Showers were limited to 3 minutes per person a day as the water supply was obtained by desalinating sea water. The girls had 3 showers between them, no doors, just a shower curtain and a bath mat. This brought on the challenge of dressing quickly and maintaining modesty without getting clothing soggy wet. The toilets would regularly get a blockage due to the curious bends in the old pipes. It was the lucky job of the earliest risen member of the ship’s crew to grab a plunger and remove the offending blockage and smell on the mornings this happened. These little things are bound to happen anywhere a large group of people use a small range of facilities. The crew were very handy and always quick to fix any problems. A blockage did occur at the start of one of our sails. Going up onto the deck for fresh air, the wondrous aroma of fresh sewage would waft towards our nostrils as we lay prostrate, fighting off the waves of sea sickness.
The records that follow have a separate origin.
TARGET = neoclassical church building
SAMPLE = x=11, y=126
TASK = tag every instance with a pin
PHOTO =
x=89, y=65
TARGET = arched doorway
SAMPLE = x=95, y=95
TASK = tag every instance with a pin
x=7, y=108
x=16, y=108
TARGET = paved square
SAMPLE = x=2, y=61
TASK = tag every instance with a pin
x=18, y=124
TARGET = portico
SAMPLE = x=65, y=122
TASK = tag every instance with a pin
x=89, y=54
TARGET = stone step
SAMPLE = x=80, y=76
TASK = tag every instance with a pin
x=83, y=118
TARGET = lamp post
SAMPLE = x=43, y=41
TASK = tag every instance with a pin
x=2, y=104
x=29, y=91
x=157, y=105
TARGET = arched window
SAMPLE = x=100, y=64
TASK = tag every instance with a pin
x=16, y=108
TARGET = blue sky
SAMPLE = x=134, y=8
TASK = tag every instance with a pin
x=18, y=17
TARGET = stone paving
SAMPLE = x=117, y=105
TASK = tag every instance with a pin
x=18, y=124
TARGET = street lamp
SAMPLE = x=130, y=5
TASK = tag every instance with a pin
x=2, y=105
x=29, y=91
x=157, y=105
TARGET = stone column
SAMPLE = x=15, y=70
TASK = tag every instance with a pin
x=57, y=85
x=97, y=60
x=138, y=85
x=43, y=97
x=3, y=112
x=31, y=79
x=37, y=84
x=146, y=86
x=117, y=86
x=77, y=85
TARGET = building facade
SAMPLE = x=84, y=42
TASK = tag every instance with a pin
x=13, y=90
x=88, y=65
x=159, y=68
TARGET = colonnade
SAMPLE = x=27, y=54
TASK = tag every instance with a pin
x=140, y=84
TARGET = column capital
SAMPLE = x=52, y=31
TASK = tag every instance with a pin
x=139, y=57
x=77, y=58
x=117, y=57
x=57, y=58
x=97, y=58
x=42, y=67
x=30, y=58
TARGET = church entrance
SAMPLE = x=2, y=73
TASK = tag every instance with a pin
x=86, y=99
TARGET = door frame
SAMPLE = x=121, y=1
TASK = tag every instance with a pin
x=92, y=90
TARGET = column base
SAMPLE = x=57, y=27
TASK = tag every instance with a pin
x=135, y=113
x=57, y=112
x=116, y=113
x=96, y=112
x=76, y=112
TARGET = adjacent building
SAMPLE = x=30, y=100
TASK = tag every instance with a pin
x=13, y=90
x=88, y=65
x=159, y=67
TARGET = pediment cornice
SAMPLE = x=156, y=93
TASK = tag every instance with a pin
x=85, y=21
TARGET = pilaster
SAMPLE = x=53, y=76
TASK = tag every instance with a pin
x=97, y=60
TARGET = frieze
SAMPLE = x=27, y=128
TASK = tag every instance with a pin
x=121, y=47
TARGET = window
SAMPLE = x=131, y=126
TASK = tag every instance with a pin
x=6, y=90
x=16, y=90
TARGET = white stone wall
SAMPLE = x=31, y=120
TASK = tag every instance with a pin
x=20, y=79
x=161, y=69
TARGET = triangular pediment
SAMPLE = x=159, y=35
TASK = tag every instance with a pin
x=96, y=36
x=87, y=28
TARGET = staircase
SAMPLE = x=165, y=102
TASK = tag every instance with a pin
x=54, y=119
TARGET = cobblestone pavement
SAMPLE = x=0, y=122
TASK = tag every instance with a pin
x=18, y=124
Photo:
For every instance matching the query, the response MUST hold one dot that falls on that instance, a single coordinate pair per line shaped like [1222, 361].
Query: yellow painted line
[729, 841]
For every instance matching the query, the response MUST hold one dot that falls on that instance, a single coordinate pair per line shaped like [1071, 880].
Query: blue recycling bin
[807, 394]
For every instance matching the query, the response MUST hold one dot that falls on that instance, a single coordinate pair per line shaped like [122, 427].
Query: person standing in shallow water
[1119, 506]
God bless the man who fixed this problem early in the voyage!
Sea sickness is funny in retrospect. At the time, it felt like an ordeal that would never end. It did not take me long to turn green. Ironically, I threw up just after taking my second sea sickness tablet. I think it was the claustrophobia of navigating narrow ladders down to the bunks while the ship rocked beneath me. I grabbed a bucket from the laundry, kept there for the express purpose of gathering the stomach contents of the truly sea sick. That bucket became my comfort item for the rest of the voyage and I held onto it for almost 24 hours. I didn’t need to use it, but felt safer with it nearby! I lay on the aft deck with a group of other similarly affected people. We lay on woven mats, side by side, as the ship moved relentlessly up and down, sea air blowing across our faces. Every now and again, a large wave would cause the ship to tilt to the port or starboard side and we would slide in unison across the deck, just like a can of sardines. I counted hours until our projected arrival.
Towards the end of the voyage, the waves levelled out. We were approaching land. I grinned with relief. We were almost there. I would soon feel my equilibrium return to normal and be able to face the thought of food without flinching. It would be a week until our return voyage.
I had an incredible time, serving with a health care team in the Western Province. I loved meeting the people of Papua New Guinea and have returned since. Next week I venture to Port Moresby again – this time with my husband. I am happy to say, I don’t have to sail this year as we will be based in Port Moresby. Soon YWAM will add a new ship to the mission, one that is larger and more stable in the water. I am banking on this one being less likely to induce sea sickness and look forward to visiting it soon…and sailing without a green-tinged complexion!